Department of Heart and Vessel Disease, Intensive Cardiac Care Unit, Azienda Ospedaliero-Universitaria Careggi, Florence, Italy.
J Cardiovasc Med (Hagerstown). 2010 Jan;11(1):7-13. doi: 10.2459/JCM.0b013e32832d83b3.
Hyperglycemia in acute coronary syndrome is associated with an increased risk of death in patients without previously known diabetes but the prognostic role of postrevascularization hyperglycemia in these patients is so far incompletely elucidated.
In 175 consecutive patients without previously known diabetes and with ST elevation myocardial infarction treated with primary angioplasty, we evaluated the relation between acute and chronic glucose dysmetabolism and early and late mortality and the relation between hyperglycemia and extension of myocardial damage [creatine phosphokinase-MB (CPK-MB), troponin I levels, ejection fraction], inflammation (leukocyte count, erythrocyte sedimentation rate, C-reactive protein) and prognostic biohumoral markers [N-terminal brain natriuretic peptide (NT-proBNP) and lactic acid].

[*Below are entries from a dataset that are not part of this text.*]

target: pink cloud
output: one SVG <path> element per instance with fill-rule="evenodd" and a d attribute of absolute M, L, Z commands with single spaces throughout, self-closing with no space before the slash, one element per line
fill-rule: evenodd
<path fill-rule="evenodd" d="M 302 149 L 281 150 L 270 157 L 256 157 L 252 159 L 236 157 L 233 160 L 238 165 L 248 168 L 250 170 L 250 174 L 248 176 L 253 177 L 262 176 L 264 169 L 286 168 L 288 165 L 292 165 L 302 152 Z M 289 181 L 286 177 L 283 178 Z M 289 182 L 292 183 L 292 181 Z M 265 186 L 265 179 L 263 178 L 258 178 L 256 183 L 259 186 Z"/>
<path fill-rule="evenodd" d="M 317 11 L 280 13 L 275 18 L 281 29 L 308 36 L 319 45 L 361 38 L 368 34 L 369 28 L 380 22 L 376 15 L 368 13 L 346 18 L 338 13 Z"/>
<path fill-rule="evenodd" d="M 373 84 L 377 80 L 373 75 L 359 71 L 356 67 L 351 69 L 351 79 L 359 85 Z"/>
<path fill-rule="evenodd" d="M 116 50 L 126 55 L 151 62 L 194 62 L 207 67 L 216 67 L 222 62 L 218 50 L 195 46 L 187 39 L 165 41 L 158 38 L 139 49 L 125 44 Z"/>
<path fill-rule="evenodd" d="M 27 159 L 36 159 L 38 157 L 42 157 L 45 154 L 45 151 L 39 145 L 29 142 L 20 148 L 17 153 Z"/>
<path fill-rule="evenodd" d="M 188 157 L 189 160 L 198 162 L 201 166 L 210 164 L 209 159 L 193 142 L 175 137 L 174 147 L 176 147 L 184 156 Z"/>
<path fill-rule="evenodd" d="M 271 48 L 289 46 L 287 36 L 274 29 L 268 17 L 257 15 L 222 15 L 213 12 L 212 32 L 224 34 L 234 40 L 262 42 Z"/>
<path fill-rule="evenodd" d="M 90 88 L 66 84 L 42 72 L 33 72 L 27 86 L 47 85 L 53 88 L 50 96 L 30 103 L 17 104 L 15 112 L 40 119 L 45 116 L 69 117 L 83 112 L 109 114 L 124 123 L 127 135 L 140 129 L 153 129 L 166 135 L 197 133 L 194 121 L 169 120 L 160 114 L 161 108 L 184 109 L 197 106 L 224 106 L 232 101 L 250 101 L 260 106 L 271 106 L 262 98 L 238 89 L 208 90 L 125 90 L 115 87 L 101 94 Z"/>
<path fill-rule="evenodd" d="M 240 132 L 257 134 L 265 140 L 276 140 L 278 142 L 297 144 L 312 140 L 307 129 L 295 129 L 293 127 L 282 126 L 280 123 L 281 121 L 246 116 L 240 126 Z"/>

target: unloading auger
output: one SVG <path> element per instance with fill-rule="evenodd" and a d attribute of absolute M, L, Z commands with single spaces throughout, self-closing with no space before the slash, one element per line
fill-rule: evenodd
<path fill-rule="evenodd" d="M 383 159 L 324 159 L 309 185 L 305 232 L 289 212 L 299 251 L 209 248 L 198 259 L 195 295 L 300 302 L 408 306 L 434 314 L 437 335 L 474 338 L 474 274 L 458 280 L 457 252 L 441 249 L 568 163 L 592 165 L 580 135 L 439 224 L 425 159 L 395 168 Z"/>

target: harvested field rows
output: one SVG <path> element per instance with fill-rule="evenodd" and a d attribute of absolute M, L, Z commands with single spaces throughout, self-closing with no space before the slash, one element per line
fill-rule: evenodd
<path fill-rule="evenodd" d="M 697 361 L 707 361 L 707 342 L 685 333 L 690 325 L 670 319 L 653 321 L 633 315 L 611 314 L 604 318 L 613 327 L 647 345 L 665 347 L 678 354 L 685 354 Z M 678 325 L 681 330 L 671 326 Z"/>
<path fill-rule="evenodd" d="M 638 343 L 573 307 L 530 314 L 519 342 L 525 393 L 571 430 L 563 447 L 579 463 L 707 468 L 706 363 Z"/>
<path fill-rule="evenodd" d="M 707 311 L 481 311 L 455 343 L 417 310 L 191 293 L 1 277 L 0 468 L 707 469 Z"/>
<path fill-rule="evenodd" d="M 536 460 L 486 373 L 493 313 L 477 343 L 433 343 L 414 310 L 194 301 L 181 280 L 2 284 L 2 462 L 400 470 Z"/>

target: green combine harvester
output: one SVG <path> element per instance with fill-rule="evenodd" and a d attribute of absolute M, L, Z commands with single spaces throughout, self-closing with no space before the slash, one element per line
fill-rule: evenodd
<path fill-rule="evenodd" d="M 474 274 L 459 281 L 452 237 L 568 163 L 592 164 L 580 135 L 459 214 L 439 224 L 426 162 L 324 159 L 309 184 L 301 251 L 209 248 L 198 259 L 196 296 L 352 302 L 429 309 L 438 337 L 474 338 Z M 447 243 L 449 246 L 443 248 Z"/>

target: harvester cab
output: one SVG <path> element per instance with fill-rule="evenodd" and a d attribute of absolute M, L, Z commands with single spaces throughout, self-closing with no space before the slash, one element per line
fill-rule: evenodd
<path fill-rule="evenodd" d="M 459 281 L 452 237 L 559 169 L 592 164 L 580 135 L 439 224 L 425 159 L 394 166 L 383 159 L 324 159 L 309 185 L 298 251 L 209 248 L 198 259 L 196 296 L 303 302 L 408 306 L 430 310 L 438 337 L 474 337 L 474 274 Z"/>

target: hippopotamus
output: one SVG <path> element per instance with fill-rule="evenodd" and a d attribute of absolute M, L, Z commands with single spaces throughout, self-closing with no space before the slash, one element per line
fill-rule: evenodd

Highest glucose levels were associated with higher Killip class, lower ejection fraction and increased values of CPK, CPK-MB, troponin I, proBNP, lactic acid, leukocytes and insulin. At multivariate logistic regression analysis, the following variables were independent predictors of intraintensive cardiac care unit mortality: postprocedural glycemia [odds ratio (OR) 8.79; 95% confidence interval (CI) 1.41-54.94; P = 0.020] and troponin I (OR 1.003; 95% CI 1.0004-1.006; P = 0.023) when adjusted for insulinemia [OR 0.98; 95% CI 0.92-1.06; P = not significant (NS)], HbA1c (OR 0.51; 95% CI 0.11-2.37; P = NS), ST elevation myocardial infarction location (OR 1.27; 95% CI 0.44-3.66; P = NS) and creatininemia (OR 1.48; 95% CI 0.90-2.45; P = NS).

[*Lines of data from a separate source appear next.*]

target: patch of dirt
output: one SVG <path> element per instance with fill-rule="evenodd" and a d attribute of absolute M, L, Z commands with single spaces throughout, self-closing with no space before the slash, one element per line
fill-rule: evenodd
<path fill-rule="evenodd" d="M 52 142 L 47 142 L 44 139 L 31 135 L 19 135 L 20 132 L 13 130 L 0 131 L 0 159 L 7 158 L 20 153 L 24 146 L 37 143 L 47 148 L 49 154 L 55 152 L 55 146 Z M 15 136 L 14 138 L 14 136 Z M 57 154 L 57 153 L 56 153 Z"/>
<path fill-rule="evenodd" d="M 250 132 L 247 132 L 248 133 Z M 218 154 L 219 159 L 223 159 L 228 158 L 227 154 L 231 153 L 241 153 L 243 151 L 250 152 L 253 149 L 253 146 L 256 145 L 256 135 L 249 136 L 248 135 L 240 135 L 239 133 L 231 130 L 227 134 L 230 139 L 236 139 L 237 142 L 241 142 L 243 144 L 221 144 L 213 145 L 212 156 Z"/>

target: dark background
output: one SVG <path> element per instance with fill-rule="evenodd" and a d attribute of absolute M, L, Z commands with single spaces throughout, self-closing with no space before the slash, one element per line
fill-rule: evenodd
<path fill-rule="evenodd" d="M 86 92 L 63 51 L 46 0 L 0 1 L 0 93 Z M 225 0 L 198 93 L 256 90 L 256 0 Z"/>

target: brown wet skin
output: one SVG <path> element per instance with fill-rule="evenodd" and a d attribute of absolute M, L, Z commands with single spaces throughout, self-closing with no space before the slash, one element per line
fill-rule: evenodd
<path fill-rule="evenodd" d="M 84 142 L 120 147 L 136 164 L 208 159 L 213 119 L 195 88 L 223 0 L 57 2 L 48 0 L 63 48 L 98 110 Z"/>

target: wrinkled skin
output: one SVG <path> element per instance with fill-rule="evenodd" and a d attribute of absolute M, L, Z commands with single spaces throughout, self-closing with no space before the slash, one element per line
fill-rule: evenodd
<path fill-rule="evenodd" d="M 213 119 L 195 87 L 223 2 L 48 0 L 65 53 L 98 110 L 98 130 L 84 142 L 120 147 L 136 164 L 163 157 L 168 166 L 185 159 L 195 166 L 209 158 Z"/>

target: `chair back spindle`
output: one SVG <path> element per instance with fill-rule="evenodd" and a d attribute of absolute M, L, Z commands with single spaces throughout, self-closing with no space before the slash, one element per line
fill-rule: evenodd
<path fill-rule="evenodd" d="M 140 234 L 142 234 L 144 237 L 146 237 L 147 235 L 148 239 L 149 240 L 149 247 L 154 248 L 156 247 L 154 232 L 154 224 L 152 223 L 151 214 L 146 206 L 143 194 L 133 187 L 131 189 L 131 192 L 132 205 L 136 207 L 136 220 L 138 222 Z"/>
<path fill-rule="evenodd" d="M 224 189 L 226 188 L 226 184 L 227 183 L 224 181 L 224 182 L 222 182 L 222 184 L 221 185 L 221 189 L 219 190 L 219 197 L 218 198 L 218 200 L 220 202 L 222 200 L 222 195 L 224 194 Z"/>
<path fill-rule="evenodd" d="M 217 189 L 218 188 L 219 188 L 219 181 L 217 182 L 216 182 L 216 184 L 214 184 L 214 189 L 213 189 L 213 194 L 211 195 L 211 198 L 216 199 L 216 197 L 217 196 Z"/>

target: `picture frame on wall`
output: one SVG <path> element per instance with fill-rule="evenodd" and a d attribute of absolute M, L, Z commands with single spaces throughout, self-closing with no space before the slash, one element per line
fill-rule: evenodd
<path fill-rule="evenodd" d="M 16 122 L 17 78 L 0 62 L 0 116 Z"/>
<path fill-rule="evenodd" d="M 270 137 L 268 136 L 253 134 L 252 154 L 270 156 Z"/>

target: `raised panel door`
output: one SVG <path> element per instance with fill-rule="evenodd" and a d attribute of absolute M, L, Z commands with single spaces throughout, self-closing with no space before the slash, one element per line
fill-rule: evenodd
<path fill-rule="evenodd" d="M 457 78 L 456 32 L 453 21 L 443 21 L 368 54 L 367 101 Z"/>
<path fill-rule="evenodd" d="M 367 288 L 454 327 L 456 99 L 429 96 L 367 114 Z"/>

In ST elevation myocardial infarction patients without previously known diabetes submitted to percutaneous coronary intervention, glucose serum levels measured after mechanical revascularization were independent predictors of in-hospital mortality.

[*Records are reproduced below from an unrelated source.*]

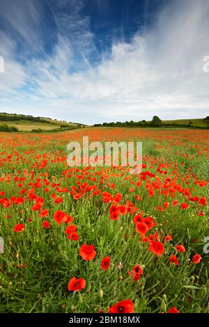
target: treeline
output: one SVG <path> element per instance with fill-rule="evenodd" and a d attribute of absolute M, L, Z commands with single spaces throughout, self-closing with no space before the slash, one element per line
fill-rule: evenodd
<path fill-rule="evenodd" d="M 45 119 L 41 118 L 40 117 L 33 117 L 30 115 L 17 115 L 17 113 L 0 113 L 0 120 L 3 122 L 17 121 L 17 120 L 30 120 L 31 122 L 49 122 L 49 124 L 57 125 L 54 122 L 49 122 Z"/>
<path fill-rule="evenodd" d="M 78 128 L 84 128 L 84 126 L 68 126 L 65 125 L 65 127 L 62 126 L 61 127 L 54 128 L 53 129 L 42 129 L 41 128 L 38 128 L 36 129 L 33 129 L 31 131 L 26 131 L 27 133 L 56 133 L 58 131 L 70 131 L 70 129 L 77 129 Z M 10 131 L 10 132 L 17 132 L 17 131 L 19 131 L 18 128 L 15 127 L 15 126 L 9 126 L 7 124 L 2 124 L 0 125 L 0 131 Z"/>
<path fill-rule="evenodd" d="M 2 125 L 0 125 L 0 131 L 19 131 L 19 129 L 15 126 L 9 126 L 6 124 L 2 124 Z"/>
<path fill-rule="evenodd" d="M 203 119 L 205 122 L 209 123 L 209 116 Z M 163 122 L 159 117 L 155 115 L 151 121 L 140 120 L 139 122 L 134 122 L 130 120 L 130 122 L 126 121 L 124 122 L 103 122 L 102 124 L 94 124 L 94 127 L 192 127 L 197 129 L 209 129 L 208 126 L 196 126 L 193 125 L 192 122 L 189 122 L 185 124 L 180 124 L 176 122 Z"/>
<path fill-rule="evenodd" d="M 84 126 L 68 126 L 65 125 L 65 127 L 61 127 L 59 128 L 54 128 L 53 129 L 42 129 L 40 128 L 38 128 L 37 129 L 31 129 L 32 133 L 56 133 L 58 131 L 70 131 L 71 129 L 77 129 L 78 128 L 84 128 Z M 29 133 L 29 131 L 27 131 Z"/>
<path fill-rule="evenodd" d="M 151 122 L 147 122 L 146 120 L 140 120 L 139 122 L 134 122 L 130 120 L 130 122 L 126 121 L 124 122 L 103 122 L 102 124 L 95 124 L 95 127 L 161 127 L 162 122 L 160 118 L 157 115 L 153 117 Z"/>

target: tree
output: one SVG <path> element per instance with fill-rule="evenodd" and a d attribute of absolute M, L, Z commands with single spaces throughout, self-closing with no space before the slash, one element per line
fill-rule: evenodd
<path fill-rule="evenodd" d="M 162 126 L 162 120 L 157 117 L 157 115 L 154 115 L 153 117 L 153 120 L 151 122 L 151 125 L 154 127 L 160 127 Z"/>

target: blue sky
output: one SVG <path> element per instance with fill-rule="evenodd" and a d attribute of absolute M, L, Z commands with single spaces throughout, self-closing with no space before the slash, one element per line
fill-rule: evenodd
<path fill-rule="evenodd" d="M 87 124 L 208 115 L 208 0 L 0 0 L 0 111 Z"/>

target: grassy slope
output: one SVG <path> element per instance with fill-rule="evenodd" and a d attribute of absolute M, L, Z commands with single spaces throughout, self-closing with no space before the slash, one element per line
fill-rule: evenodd
<path fill-rule="evenodd" d="M 5 114 L 3 114 L 5 115 Z M 13 118 L 14 115 L 9 113 L 6 114 L 7 116 Z M 19 115 L 15 115 L 15 117 L 18 117 Z M 41 122 L 38 121 L 31 121 L 29 120 L 22 119 L 20 120 L 3 120 L 1 118 L 2 114 L 0 113 L 0 125 L 6 124 L 9 126 L 14 126 L 17 127 L 20 131 L 30 131 L 32 129 L 44 129 L 44 130 L 52 130 L 56 128 L 61 127 L 63 125 L 68 125 L 69 127 L 75 127 L 78 124 L 75 122 L 68 122 L 61 120 L 53 120 L 49 118 L 40 117 L 42 120 L 45 120 L 45 122 Z"/>
<path fill-rule="evenodd" d="M 6 193 L 1 198 L 15 196 L 23 196 L 26 200 L 22 205 L 3 207 L 1 202 L 0 205 L 0 234 L 5 239 L 5 254 L 0 255 L 0 312 L 100 312 L 102 310 L 107 312 L 113 304 L 130 298 L 134 303 L 135 312 L 167 312 L 173 305 L 180 312 L 208 312 L 208 255 L 203 252 L 203 239 L 208 235 L 208 218 L 206 214 L 197 214 L 199 210 L 206 213 L 208 205 L 202 207 L 189 201 L 178 188 L 174 197 L 172 192 L 167 196 L 161 192 L 172 191 L 173 182 L 183 189 L 193 188 L 192 196 L 208 196 L 207 186 L 199 187 L 194 174 L 198 180 L 205 181 L 208 177 L 206 145 L 208 131 L 185 129 L 176 133 L 156 129 L 153 132 L 139 129 L 89 129 L 92 141 L 143 140 L 144 163 L 147 165 L 144 171 L 150 171 L 157 178 L 141 180 L 139 186 L 136 182 L 140 177 L 133 175 L 130 180 L 126 168 L 122 171 L 110 168 L 109 172 L 104 168 L 102 174 L 97 173 L 101 167 L 95 170 L 91 168 L 88 175 L 82 175 L 83 180 L 79 178 L 82 170 L 78 172 L 77 168 L 73 173 L 62 175 L 68 168 L 65 161 L 61 161 L 65 157 L 66 144 L 72 134 L 73 139 L 79 141 L 84 131 L 70 131 L 52 136 L 1 136 L 0 149 L 3 152 L 0 190 Z M 20 152 L 17 157 L 17 152 Z M 38 164 L 33 168 L 32 177 L 31 165 L 35 163 Z M 167 174 L 159 171 L 160 164 L 164 165 L 161 170 Z M 168 177 L 171 182 L 164 182 Z M 40 183 L 36 182 L 38 178 Z M 153 196 L 148 196 L 148 180 L 156 187 Z M 121 193 L 121 204 L 130 200 L 139 212 L 144 212 L 144 216 L 153 216 L 157 225 L 149 232 L 154 234 L 157 230 L 162 242 L 167 234 L 172 236 L 171 241 L 163 243 L 164 253 L 157 257 L 148 250 L 147 242 L 140 240 L 132 223 L 134 214 L 121 215 L 116 221 L 110 219 L 111 204 L 103 202 L 101 194 L 93 196 L 92 191 L 76 200 L 70 192 L 75 186 L 79 191 L 79 181 L 82 184 L 96 185 L 101 193 L 108 191 L 113 196 Z M 31 186 L 31 182 L 36 185 Z M 58 191 L 55 182 L 59 189 L 67 188 L 68 192 Z M 110 187 L 112 183 L 114 189 Z M 159 183 L 160 189 L 157 187 Z M 33 187 L 35 194 L 44 199 L 42 208 L 49 209 L 49 215 L 43 218 L 39 216 L 40 210 L 33 211 L 35 200 L 30 200 L 27 196 Z M 46 187 L 49 192 L 45 192 Z M 130 188 L 134 188 L 134 191 L 130 191 Z M 20 194 L 24 189 L 26 191 Z M 55 204 L 52 193 L 61 197 L 63 202 Z M 136 199 L 136 193 L 141 196 L 141 201 Z M 176 207 L 172 205 L 174 200 L 179 202 Z M 163 206 L 164 202 L 169 203 L 167 210 L 157 210 L 157 206 Z M 182 210 L 180 204 L 184 202 L 189 207 Z M 63 210 L 74 218 L 79 236 L 77 241 L 66 237 L 66 224 L 56 223 L 53 218 L 56 210 Z M 42 225 L 45 219 L 50 223 L 48 230 Z M 25 225 L 20 233 L 13 231 L 19 223 Z M 97 254 L 92 261 L 84 262 L 79 255 L 84 244 L 95 246 Z M 177 244 L 183 245 L 186 252 L 177 253 Z M 192 262 L 195 253 L 203 257 L 196 265 Z M 169 263 L 169 257 L 173 254 L 179 266 Z M 106 255 L 110 255 L 111 261 L 110 267 L 104 271 L 100 262 Z M 144 269 L 143 276 L 137 282 L 128 274 L 135 264 Z M 86 287 L 79 293 L 68 290 L 68 281 L 74 276 L 86 281 Z"/>
<path fill-rule="evenodd" d="M 209 126 L 209 124 L 205 122 L 203 118 L 196 118 L 196 119 L 176 119 L 173 120 L 162 120 L 162 122 L 166 124 L 189 124 L 190 122 L 192 122 L 191 125 L 194 127 L 207 127 Z"/>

急性冠状动脉综合征中的高血糖与无已知糖尿病的患者的死亡风险增加相关,但目前尚不完全阐明这些患者血再灌注后高血糖的预后作用。
在 175 例连续的无已知糖尿病和接受直接经皮冠状动脉介入治疗的 ST 段抬高型心肌梗死患者中,我们评估了急性和慢性血糖代谢紊乱与早期和晚期死亡率之间的关系,以及高血糖与心肌损伤程度(肌酸磷酸激酶同工酶-MB[CPK-MB]、肌钙蛋白 I 水平、射血分数)和炎症(白细胞计数、红细胞沉降率、C 反应蛋白)以及预后生物标志物[N 端脑利钠肽(NT-proBNP)和乳酸]之间的关系。
最高血糖水平与更高的 Killip 分级、更低的射血分数以及 CPK、CPK-MB、肌钙蛋白 I、proBNP、乳酸、白细胞和胰岛素水平升高相关。多变量逻辑回归分析显示,以下变量是重症监护病房内死亡率的独立预测因素:术后血糖[比值比(OR)8.79;95%置信区间(CI)1.41-54.94;P = 0.020]和肌钙蛋白 I(OR 1.003;95%CI 1.0004-1.006;P = 0.023),在调整胰岛素血症[OR 0.98;95%CI 0.92-1.06;P = 不显著(NS)]、糖化血红蛋白(OR 0.51;95%CI 0.11-2.37;P = NS)、ST 段抬高型心肌梗死部位(OR 1.27;95%CI 0.44-3.66;P = NS)和血肌酐水平(OR 1.48;95%CI 0.90-2.45;P = NS)后。
在无已知糖尿病且接受经皮冠状动脉介入治疗的 ST 段抬高型心肌梗死患者中,机械血运重建后测量的血糖水平是院内死亡率的独立预测因子。